Our highest priority for disaster preparedness is, not surprisingly, earthquakes. The USGS “Shaking Map for Future Earthquake Scenarios” (click on the map for Mountain View) shows that our location, because of underlying soils, etc., could be expected to experience very strong to violent shaking (Mercalli Instensity VIII-IX) in an earthquake like the magnitude 7.9 1906 San Francisco earthquake. In other words, it could be bad, and we should be paying attention to preparing for this kind of disaster. So at the moment, I’m reading through the USGS publication “Putting Down Roots in Earthquake Country”.

I’d be curious to know if your congregation has disaster plans in place, and what preparations you have made. Feel free to hold forth in the comments.

No April fool from me

I thought about posting some kind of April fool post today. But how could I write anything that would be sillier than reality? How could I could invent anything as silly as the alleged discovery of two thousand year old lead codices with pictures of crosses and menorahs? How could I invent anything as silly as Muammar Gaddafi’s continued assertions that the Libyan people love him? For that matter, how could I invent anything as silly as liberal religion, which seems so proud of its liberal theology and so blind to its conservative methodology?

The Book of Lead

The Christian Science Monitor and other news sources are carrying stories about the alleged discovery of ancient Christian texts recently in Jordan. The Monitor seems to want to believe, but goes for journalistic balance:

Written on lead in Hebrew and Aramaic, the secretly coded books — or codices — were hidden for centuries in a remote Jordanian cave until a traveling Bedouin found them some five years ago, according to a statement released last week by British Egyptologist David Elkington. Depictions of crosses on the lead-bound leaves, coupled with metallurgical analysis, suggest to Mr. Elkington that these might be early Christian texts that pre-date even some letters in the New Testament.
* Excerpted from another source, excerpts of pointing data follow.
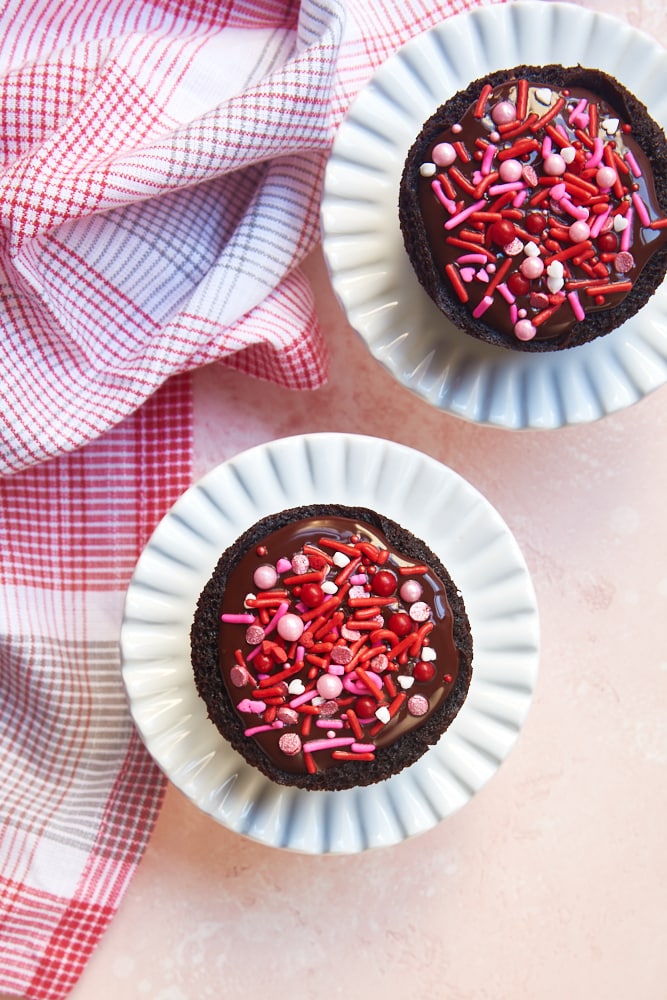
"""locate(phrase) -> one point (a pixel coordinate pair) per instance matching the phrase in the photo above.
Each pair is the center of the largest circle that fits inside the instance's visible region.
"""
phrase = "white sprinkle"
(405, 681)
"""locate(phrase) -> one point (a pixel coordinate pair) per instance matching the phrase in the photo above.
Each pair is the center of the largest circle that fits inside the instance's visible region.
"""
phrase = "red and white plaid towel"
(160, 173)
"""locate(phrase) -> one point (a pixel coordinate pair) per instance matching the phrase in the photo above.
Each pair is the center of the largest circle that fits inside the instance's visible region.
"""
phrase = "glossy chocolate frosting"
(562, 122)
(285, 543)
(331, 646)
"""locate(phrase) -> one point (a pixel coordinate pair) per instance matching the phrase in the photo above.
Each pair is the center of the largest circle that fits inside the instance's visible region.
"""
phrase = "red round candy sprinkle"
(623, 262)
(607, 242)
(384, 583)
(424, 670)
(535, 223)
(400, 623)
(311, 594)
(517, 284)
(365, 708)
(502, 232)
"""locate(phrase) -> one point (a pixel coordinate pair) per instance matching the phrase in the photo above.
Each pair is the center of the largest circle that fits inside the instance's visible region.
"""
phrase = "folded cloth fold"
(160, 178)
(161, 167)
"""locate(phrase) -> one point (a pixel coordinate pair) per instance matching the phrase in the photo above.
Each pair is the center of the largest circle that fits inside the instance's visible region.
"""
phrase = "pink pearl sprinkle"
(510, 170)
(524, 330)
(254, 634)
(503, 113)
(606, 177)
(341, 654)
(579, 231)
(443, 154)
(239, 676)
(411, 591)
(329, 686)
(554, 165)
(290, 627)
(417, 705)
(264, 577)
(420, 611)
(300, 564)
(532, 267)
(290, 743)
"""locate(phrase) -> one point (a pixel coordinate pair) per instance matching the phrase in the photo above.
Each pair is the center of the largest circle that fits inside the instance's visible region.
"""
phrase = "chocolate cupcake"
(533, 207)
(331, 647)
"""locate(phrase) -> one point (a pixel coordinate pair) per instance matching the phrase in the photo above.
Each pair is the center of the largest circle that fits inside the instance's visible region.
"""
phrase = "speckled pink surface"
(550, 884)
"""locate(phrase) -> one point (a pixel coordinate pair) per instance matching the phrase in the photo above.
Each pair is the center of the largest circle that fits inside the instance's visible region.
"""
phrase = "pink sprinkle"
(417, 705)
(641, 209)
(577, 308)
(261, 729)
(254, 634)
(456, 219)
(482, 306)
(505, 292)
(290, 743)
(576, 211)
(301, 699)
(471, 258)
(300, 564)
(312, 746)
(231, 619)
(487, 159)
(626, 235)
(596, 156)
(252, 705)
(282, 609)
(632, 163)
(508, 186)
(598, 223)
(442, 197)
(578, 115)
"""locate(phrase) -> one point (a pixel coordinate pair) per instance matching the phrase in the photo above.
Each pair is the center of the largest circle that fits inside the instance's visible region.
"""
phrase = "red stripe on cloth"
(79, 793)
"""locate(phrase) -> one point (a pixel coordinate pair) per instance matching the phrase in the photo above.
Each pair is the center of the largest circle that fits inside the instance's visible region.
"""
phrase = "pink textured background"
(550, 883)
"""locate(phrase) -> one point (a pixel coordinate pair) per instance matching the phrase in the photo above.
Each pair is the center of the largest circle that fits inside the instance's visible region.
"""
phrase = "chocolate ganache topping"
(539, 205)
(333, 644)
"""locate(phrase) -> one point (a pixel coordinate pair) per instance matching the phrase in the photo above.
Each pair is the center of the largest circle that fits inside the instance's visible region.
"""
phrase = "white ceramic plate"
(364, 250)
(427, 498)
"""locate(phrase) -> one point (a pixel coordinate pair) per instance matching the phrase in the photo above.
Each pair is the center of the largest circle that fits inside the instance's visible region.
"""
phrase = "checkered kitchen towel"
(160, 173)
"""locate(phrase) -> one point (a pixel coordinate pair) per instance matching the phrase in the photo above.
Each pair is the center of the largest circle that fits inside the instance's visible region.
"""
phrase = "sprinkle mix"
(336, 657)
(547, 209)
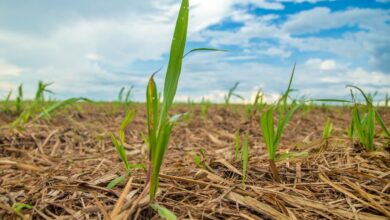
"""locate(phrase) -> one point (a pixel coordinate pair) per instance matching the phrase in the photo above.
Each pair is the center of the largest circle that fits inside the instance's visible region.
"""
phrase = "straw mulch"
(61, 168)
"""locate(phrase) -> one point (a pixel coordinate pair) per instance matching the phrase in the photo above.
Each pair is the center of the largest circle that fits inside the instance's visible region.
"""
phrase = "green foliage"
(363, 125)
(6, 104)
(232, 93)
(159, 129)
(19, 99)
(164, 212)
(122, 98)
(204, 107)
(327, 129)
(272, 137)
(237, 146)
(244, 157)
(117, 181)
Others aren’t so sure. All evidence to date suggests Christians didn’t use the cross as a symbol until the 4th century, according to Hershel Shanks, editor of Biblical Archaeology Review. The use of codices also dates to a later period, he said, and metal analysis has yielded no precise dating in this case.

Oh, by the way, reputable scholars can’t study the codices, because they are allegedly in the possession of an Israeli Bedouin, oh and they’re written in a code that no one can understand — but they must be Christian because of the illustrations, which are of menorahs and crosses (and no, I’m not making this up).
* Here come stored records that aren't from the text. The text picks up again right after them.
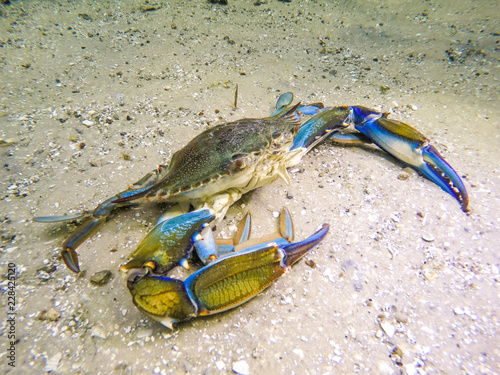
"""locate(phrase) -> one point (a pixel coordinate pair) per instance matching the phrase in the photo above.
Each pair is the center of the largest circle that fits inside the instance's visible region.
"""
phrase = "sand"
(94, 95)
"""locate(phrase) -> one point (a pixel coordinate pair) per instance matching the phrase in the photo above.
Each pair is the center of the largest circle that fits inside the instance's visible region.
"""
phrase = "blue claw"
(319, 127)
(409, 145)
(222, 285)
(169, 243)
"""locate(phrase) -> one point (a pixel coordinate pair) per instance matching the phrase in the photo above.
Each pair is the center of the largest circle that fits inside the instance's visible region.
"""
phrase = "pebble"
(52, 363)
(53, 315)
(388, 328)
(241, 367)
(299, 353)
(427, 237)
(101, 277)
(221, 365)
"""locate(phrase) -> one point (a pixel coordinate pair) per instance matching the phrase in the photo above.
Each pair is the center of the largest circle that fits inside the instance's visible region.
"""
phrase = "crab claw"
(409, 145)
(169, 243)
(222, 285)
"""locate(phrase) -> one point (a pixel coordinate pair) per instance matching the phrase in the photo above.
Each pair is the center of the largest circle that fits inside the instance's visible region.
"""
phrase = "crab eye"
(135, 274)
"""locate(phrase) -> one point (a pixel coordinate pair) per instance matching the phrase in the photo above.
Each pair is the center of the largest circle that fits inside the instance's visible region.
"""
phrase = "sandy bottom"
(93, 96)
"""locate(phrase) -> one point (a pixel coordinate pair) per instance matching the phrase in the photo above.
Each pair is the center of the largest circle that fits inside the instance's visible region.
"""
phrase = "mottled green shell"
(224, 150)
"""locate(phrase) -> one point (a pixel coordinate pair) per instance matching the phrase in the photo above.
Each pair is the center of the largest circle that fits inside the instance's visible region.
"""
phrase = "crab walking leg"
(209, 249)
(409, 145)
(220, 286)
(95, 219)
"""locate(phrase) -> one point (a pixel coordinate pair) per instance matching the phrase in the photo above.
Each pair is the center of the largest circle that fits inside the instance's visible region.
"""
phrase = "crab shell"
(226, 161)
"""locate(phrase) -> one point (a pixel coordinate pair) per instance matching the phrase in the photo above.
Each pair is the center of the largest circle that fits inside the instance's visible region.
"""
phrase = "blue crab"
(209, 174)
One reputable scholar, April DeConick, offers lots of reasons for doubt on her blog (along with links to lots of other scholarly blogs). Wikipedia, on the other hand, appears even less skeptical than the Monitor, with a brand-spanking-new, gosh-wow entry on “Jordan Lead Codices” that sounds as though Elkington himself wrote it.

I’m just trying to avoid the obvious jokes about weighty reading.

Noted with comment

In an essay in the New York Times Book Review, David Orr provides snide commentary on a special poetry issue of O: The Oprah Magazine. Along the way, he offers the following snarky assessment of Mary Oliver’s poetry:

Roughly a fifth of the coverage [in O magazine] is devoted to Mary Oliver, about whose poetry one can only say that no animals appear to have been harmed in the making of it.

Now I know why my fellow religious liberals seem to like her poetry so much: it’s the equivalent of cage-free or free-range eggs.

Spring

I was walking across the patio at the church this morning. Suddenly, smoke swept across the far side of the patio. Was someone burning brush? No, it wasn’t smoke — it didn’t smell like smoke, and it wasn’t blue — it must be dust. But the only way you’d get a dust cloud like that would be if it were very windy, and there was nothing more than a gentle breeze blowing.

Then I looked up. One of the trees in the patio, a non-native tree, some kind of European conifer, was releasing huge clouds of pollen, so much pollen that it looked like smoke.